Spontaneous, happenstantial, involuntary, inverted, intuitive, unbidden, subjective, systematic and unsystematic obsessiveness describe the general working style employed for this project. The images that populate the archive were collected with an 8 x 10 Deardorff field camera. The exposures in these photographs are long, and much of the action—mechanical, botanical, and human—is rendered as spectral blur, a physical representation of time like some isotropic fog, depth without definition.
In the atavistic culture of New Orleans, so alive with the historic, symbolic, and sensual, there exists a porousness between the worlds of the living and the dead, where time bends and flows, and neither world lives or dies free of the other's space or influence.
Bio and contact:
Luster is best known for the series, One Big Self: Prisoners of Louisiana, which she undertook in 1998 with poet C. D. Wright. This collection of photographic portraits portrays prisoners from three Louisiana prisons including the infamous Louisiana State Penitentiary at Angola. In her 2003 monograph (One Big Self, Twin Palms Publishing), she writes, "I chose to photograph each person as they presented their very own selves before my camera on the chance that I might be fortunate enough to contact, as poet Jack Gilbert writes 'their hearts in their marvelous cases.'" These portraits’painstakingly printed on 5 x 4 inch sheets of black aluminum’are individualistic, diverse and emotionally compelling.

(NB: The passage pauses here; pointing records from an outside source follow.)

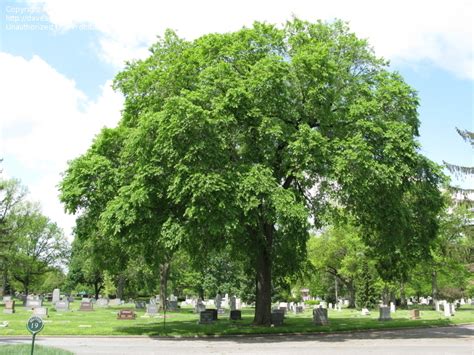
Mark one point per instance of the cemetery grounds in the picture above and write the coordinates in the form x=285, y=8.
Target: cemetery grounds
x=185, y=323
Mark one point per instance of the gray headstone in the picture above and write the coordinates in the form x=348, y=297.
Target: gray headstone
x=140, y=304
x=235, y=315
x=62, y=306
x=233, y=303
x=32, y=303
x=56, y=295
x=9, y=307
x=102, y=302
x=172, y=305
x=40, y=312
x=206, y=317
x=384, y=313
x=86, y=306
x=320, y=316
x=151, y=309
x=277, y=317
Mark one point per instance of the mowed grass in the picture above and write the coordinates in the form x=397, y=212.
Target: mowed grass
x=25, y=349
x=184, y=322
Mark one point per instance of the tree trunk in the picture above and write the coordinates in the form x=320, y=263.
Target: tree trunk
x=351, y=289
x=97, y=288
x=263, y=303
x=164, y=271
x=5, y=286
x=434, y=286
x=385, y=296
x=403, y=298
x=120, y=286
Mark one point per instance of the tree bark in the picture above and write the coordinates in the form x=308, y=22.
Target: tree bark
x=164, y=272
x=263, y=302
x=120, y=285
x=351, y=289
x=403, y=298
x=434, y=285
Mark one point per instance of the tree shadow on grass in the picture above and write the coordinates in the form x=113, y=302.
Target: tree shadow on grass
x=301, y=331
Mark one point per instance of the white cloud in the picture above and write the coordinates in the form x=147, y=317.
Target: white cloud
x=45, y=121
x=413, y=31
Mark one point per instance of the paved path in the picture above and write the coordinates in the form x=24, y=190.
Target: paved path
x=446, y=340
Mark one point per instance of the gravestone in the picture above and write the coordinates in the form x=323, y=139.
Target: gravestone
x=384, y=313
x=200, y=307
x=86, y=307
x=151, y=309
x=102, y=302
x=320, y=316
x=62, y=306
x=56, y=294
x=115, y=302
x=277, y=317
x=447, y=310
x=172, y=305
x=235, y=315
x=126, y=314
x=298, y=309
x=33, y=303
x=40, y=312
x=214, y=313
x=206, y=317
x=415, y=314
x=140, y=304
x=233, y=305
x=218, y=301
x=9, y=307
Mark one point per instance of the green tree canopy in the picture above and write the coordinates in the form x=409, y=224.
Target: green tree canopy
x=243, y=139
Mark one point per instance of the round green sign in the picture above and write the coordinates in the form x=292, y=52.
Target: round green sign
x=35, y=325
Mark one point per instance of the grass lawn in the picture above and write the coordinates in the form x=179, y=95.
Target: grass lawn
x=102, y=321
x=25, y=349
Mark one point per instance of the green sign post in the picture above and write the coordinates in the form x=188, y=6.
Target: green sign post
x=35, y=325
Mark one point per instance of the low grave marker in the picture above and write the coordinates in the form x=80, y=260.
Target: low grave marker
x=277, y=317
x=126, y=314
x=415, y=314
x=86, y=307
x=9, y=307
x=62, y=306
x=206, y=317
x=235, y=315
x=320, y=316
x=40, y=312
x=384, y=313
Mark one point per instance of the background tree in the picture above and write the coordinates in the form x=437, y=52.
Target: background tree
x=12, y=219
x=39, y=248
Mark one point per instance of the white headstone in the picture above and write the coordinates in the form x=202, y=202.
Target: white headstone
x=56, y=295
x=233, y=303
x=447, y=310
x=218, y=301
x=365, y=312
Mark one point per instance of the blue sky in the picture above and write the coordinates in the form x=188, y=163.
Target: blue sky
x=57, y=60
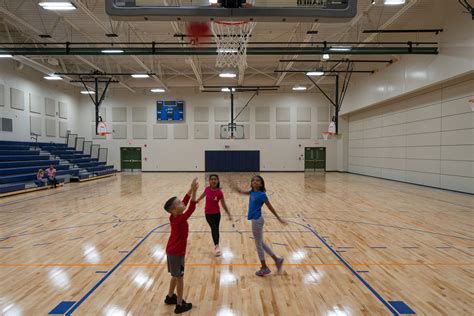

One Big Self was shown at the San Francisco Museum of Modern Art: Jack Shainman Gallery, New York; the Bell Gallery, Brown University, Providence, RI; and Blue Sky Gallery, Portland, OR; among other venues. Luster's awards include the Dorothea Lange-Paul Taylor Prize for Documentary Photography from the Center for Documentary Studies at Duke University (with C.D. Wright), an Anonymous Was a Woman Award, The John Guttman Award, and a Bucksbaum Family Award for American Photography (Friends of Photography, San Francisco).
Her work is included in the permanent collections of the Whitney Museum of American Art, the San Francisco Museum of Modern Art, the Los Angeles County Museum of Art, Museum of Fine Arts in Houston, and other notable public and private collections.
More recently Luster exhibited her series, Tooth for an Eye: a Chorography of Violence in Orleans Parish, at Prospect. 1 International Biennial in New Orleans (November 2008). Tooth for an Eye was also on view at the Jack Shainman Gallery in New York (January 6-February 5, 2011).
The monograph was released by Twin Palms Publishers, January, 2011.